Etude, promotion et sauvegarde du patrimoine de la province de Soule en Pays Basque, de la préhistoire à nos jours

Pierre Lhande (1877-1957)

Jésuite souletin et écrivain basque, co-fondateur de l’Académie de la langue basque Euskaltzaindia en 1919 dont il fut le premier secrétaire et collaborateur de la revue officielle Euskera en
1920.

Il fut aussi le co-auteur avec les abbés Aranart et Lafitte du Dictionnaire basque-français (1926) et de plus d’une vingtaine de romans en basque et français, comme d’essais sur son pays basque : Autour d’un foyer basque (1908), L’émigration basque (1910), réunis dans Le pays basque à vol d’oiseau (1925). Il est aussi biographe (de prêtres soldats de 1914-18,
du maréchal Foch entre autres) et auteur de multiples ouvrages religieux et sociaux.
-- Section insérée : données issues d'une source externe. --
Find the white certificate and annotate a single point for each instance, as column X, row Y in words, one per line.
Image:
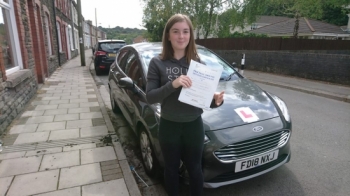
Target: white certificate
column 205, row 80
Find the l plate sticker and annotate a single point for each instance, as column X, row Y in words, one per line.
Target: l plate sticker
column 246, row 114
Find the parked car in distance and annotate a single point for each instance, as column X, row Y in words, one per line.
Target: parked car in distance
column 247, row 136
column 104, row 54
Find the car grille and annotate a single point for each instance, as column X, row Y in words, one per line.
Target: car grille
column 234, row 176
column 248, row 148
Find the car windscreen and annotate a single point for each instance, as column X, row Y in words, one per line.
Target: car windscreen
column 111, row 46
column 208, row 57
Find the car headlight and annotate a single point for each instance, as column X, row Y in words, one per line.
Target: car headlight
column 157, row 109
column 282, row 105
column 0, row 145
column 206, row 139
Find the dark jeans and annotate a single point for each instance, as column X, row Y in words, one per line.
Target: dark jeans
column 182, row 140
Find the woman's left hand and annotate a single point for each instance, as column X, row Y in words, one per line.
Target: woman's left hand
column 219, row 97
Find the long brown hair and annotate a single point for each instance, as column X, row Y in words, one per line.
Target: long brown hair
column 168, row 51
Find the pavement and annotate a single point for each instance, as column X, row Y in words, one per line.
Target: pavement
column 323, row 89
column 64, row 142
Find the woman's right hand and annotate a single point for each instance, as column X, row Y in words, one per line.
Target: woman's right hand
column 183, row 81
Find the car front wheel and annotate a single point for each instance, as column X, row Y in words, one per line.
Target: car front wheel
column 114, row 105
column 149, row 159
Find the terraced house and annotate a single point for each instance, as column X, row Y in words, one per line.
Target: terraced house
column 36, row 37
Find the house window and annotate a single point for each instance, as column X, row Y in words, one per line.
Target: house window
column 59, row 36
column 70, row 37
column 48, row 37
column 11, row 54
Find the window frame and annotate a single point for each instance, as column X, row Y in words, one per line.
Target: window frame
column 13, row 36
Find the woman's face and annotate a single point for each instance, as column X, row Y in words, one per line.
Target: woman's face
column 179, row 35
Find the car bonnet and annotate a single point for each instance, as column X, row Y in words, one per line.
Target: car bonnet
column 244, row 103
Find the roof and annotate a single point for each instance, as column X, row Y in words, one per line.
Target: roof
column 270, row 19
column 306, row 26
column 144, row 46
column 111, row 40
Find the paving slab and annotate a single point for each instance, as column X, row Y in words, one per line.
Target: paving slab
column 64, row 134
column 78, row 147
column 70, row 97
column 61, row 94
column 90, row 104
column 17, row 129
column 46, row 107
column 91, row 115
column 93, row 131
column 55, row 112
column 39, row 103
column 60, row 160
column 24, row 138
column 97, row 155
column 87, row 96
column 39, row 119
column 78, row 101
column 79, row 124
column 113, row 187
column 43, row 151
column 12, row 155
column 57, row 102
column 66, row 192
column 78, row 110
column 11, row 167
column 51, row 126
column 34, row 183
column 66, row 117
column 5, row 184
column 32, row 113
column 50, row 98
column 80, row 175
column 68, row 105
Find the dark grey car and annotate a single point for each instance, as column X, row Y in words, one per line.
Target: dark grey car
column 246, row 137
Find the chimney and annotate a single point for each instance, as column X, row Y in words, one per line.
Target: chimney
column 348, row 28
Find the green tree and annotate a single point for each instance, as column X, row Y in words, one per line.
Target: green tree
column 203, row 14
column 296, row 8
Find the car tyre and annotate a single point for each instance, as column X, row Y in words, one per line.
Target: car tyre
column 149, row 160
column 115, row 107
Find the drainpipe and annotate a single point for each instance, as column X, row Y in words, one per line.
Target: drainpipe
column 57, row 42
column 72, row 18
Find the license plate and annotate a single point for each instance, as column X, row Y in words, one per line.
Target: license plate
column 256, row 161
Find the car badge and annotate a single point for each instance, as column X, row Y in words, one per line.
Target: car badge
column 258, row 129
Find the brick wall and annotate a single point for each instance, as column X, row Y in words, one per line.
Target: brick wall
column 333, row 67
column 18, row 88
column 63, row 15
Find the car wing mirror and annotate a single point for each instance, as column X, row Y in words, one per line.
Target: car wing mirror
column 126, row 83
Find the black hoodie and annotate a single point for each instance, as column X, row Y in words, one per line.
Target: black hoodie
column 159, row 89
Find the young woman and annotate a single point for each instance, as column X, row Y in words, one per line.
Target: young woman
column 181, row 133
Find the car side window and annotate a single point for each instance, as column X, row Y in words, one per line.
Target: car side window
column 133, row 70
column 121, row 58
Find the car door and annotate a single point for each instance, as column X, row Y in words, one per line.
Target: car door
column 137, row 96
column 116, row 74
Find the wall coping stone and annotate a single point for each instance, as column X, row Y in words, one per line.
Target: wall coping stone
column 17, row 77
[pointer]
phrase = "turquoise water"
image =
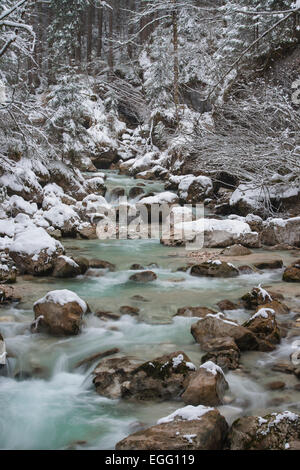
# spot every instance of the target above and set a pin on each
(51, 403)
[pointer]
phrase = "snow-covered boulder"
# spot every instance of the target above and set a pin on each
(59, 313)
(281, 231)
(253, 198)
(206, 387)
(66, 267)
(194, 189)
(189, 428)
(219, 233)
(34, 251)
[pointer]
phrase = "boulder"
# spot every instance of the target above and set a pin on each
(214, 269)
(275, 431)
(206, 387)
(128, 310)
(101, 264)
(163, 378)
(280, 231)
(264, 326)
(236, 250)
(218, 326)
(271, 264)
(144, 276)
(8, 274)
(223, 352)
(292, 272)
(194, 312)
(34, 251)
(189, 428)
(59, 313)
(66, 267)
(227, 305)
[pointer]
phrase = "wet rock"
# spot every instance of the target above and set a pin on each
(106, 315)
(135, 192)
(59, 313)
(8, 274)
(127, 310)
(87, 231)
(272, 432)
(236, 250)
(227, 305)
(245, 269)
(278, 231)
(101, 264)
(264, 326)
(144, 276)
(257, 296)
(276, 385)
(279, 307)
(8, 294)
(272, 264)
(218, 326)
(207, 431)
(94, 357)
(110, 374)
(160, 379)
(214, 269)
(283, 367)
(66, 267)
(292, 272)
(194, 312)
(83, 264)
(136, 267)
(117, 192)
(223, 352)
(206, 387)
(35, 252)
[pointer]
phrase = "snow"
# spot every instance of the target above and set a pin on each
(62, 297)
(263, 313)
(212, 368)
(32, 240)
(188, 413)
(166, 197)
(69, 261)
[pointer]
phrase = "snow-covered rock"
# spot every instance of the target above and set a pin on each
(59, 313)
(33, 250)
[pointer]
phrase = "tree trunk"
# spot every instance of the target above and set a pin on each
(175, 64)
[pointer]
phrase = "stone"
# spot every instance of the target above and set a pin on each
(269, 264)
(227, 305)
(127, 310)
(207, 433)
(218, 326)
(236, 250)
(144, 276)
(59, 313)
(65, 267)
(272, 432)
(214, 269)
(207, 386)
(194, 312)
(163, 378)
(101, 264)
(292, 272)
(276, 385)
(265, 328)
  • Rédacteur de la célèbre et séculaire Revue des Etudes à Paris de 1924 à 1941, ce long séjour parisien lui permet de découvrir la pauvreté de la banlieue rouge qui lui inspire 3 études,  Le Christ dans la banlieue(1927), La banlieue verte (1929), La croix sur les fortifs (1931), ces livres sont couronnés par l’Académie française,il devient aussi un conférencier renommé de France en Belgique et Suisse de 1925 à 1930, ce qui lui donna l’occasion de faire de nombreux appels aux quêtes pour la construction de dispensaires, jardins d’enfants et écoles,
    près de 30 ans avant la célèbre fondation Emmaus-Abbé Pierre mais aussi pour des églises et des locaux de patronage en tant que missionnaire catholique
  • Pionnier de la prédication radiophonique sur Radio-Paris et Radio-Luxembourg de 1927 à 1934, ces premiers radio-sermons et émissions catholiques furent aussi des succés
    d’éditions dont les plus célèbres sont La lumière du monde (1927), L’Evangile par-dessus les toits (1934) et L’Evangile par-dessus les frontières (1934)
  • Voyageur visiteur des missions catholiques dans le monde dont il témoigne dans La France rayonnante, Argentine, Chili, Uruguay (1931), Madagascar, notre épopée
    missionnaire (1932), L’Inde sacrée (1934) dont il retire aussi un premier film-documentaire du même nom en 1935. Dans les vingt dernières années de sa vie, la maladie le contraignit à la retraite. R.E.